En muchas situaciones de nuestra vida cotidiana seguimos normas sociales y nos conformamos (sucumbimos a la presión de grupo), pero no por ello modificamos nuestras opiniones personales, lo que nos viene a decir que a nivel privado no aceptamos la situación.
O sea, que como en el caso del Covid-19, aceptamos lo que nos imponen, pero la diferencia con las investigaciones de Solomon Asch (si las hiciera en 2020), es que en cierto sentido aceptamos la influencia del contexto porque no tenemos constancia de que haya otra respuesta mejor que dar a la pandemia (al menos hasta que no haya vacunas).
Por tanto, toda aquella influencia negativa referida más arriba que nos aumenta la incertidumbre, nos lleva a actuar no como una actitud imitativa de la corriente (por el sólo hecho de seguir a la mayoría) sino porque sabemos que es lo único que de momento conocemos para proteger nuestra vida.
O sea, nuestra instinto de supervivencia es más fuerte que la disconformidad psicosocial que en otras circunstancias hubieran podido darse.

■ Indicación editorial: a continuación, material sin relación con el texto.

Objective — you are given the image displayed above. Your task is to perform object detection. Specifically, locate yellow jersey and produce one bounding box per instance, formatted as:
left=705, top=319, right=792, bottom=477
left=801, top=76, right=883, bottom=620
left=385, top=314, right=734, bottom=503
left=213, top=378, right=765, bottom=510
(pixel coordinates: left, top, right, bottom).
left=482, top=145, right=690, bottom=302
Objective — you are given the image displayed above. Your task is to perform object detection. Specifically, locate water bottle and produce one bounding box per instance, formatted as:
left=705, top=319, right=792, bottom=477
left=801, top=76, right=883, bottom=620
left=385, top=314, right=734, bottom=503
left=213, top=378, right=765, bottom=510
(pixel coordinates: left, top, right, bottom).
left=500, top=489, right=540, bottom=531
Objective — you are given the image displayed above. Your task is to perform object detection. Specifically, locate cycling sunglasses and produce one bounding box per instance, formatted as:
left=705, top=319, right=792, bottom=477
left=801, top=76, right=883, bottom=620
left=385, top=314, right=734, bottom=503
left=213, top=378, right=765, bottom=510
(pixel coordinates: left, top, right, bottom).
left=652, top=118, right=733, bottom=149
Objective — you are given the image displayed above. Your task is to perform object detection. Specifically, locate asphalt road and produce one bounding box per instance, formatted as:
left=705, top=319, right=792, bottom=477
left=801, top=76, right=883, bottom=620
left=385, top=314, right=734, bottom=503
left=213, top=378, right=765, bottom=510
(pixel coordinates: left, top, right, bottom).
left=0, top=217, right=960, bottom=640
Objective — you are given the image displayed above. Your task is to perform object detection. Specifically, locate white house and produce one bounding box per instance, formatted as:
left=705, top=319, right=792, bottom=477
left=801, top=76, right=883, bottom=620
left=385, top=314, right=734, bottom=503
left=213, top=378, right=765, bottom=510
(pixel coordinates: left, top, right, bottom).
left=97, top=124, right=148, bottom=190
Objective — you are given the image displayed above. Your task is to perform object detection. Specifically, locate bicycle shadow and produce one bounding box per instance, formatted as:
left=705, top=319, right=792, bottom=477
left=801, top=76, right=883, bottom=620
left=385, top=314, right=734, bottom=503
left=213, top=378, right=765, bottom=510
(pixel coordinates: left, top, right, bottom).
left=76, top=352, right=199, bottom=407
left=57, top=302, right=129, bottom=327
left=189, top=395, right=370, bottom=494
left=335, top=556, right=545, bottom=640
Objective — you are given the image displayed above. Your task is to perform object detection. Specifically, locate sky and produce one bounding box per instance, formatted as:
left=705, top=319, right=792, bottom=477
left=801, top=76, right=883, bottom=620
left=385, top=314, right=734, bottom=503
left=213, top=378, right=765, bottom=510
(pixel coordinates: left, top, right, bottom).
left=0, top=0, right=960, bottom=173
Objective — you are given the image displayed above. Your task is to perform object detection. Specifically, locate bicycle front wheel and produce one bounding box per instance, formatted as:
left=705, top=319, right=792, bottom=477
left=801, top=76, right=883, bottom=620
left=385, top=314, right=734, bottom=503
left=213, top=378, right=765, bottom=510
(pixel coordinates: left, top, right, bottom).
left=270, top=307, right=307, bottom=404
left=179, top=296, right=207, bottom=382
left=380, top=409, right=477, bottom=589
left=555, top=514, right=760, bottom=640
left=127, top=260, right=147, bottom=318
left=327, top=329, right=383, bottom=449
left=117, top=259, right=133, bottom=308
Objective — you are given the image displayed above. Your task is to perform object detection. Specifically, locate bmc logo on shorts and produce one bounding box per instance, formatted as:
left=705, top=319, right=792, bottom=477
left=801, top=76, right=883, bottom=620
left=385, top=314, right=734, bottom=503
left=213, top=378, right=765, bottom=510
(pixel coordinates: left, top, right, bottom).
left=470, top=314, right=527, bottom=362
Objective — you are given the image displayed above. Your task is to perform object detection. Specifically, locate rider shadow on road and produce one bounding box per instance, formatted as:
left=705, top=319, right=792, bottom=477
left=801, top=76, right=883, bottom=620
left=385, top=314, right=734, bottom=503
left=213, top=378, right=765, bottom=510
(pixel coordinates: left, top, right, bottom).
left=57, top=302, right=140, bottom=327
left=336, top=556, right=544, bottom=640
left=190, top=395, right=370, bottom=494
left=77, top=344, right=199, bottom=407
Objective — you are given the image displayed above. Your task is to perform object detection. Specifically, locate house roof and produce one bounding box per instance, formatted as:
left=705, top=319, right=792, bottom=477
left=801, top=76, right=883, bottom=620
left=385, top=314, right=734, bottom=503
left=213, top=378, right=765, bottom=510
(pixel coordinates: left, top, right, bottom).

En otros términos: si no fuera letal el Covid-19, nuestro comportamiento sería muy distinto, por más que fuera una epidemia muy importante que colapsara la infraestructura sanitaria.
Hechas estas consideraciones, concluyamos entonces que:
1º) No hay que preocuparse ni buscar fantasmas donde no los hay, abusando de una disconformidad estúpida, quejándonos de medidas que debemos adoptar (exigencias normativas) porque está en juego no sólo nuestra vida sino la de los demás, a quiénes no tenemos derecho alguno en poner en riesgo.
2º) Que debemos seguir extremando las precauciones y especialmente en el largo puente al que nos enfrentamos en diciembre, que no se convierta en un nuevo detonante de rebrotes que nos hipoteque las Navidades porque los comportamientos en una mayoría significativa hayan sido irresponsables.
Venceremos finalmente al Covid-19 desde la firme convicción que a esta fase tan larga (ocho meses es demasiado) le falta aún un último esfuerzo para que podamos llegar a una situación sanitaria de muy pocos casos por cada cien mil habitantes.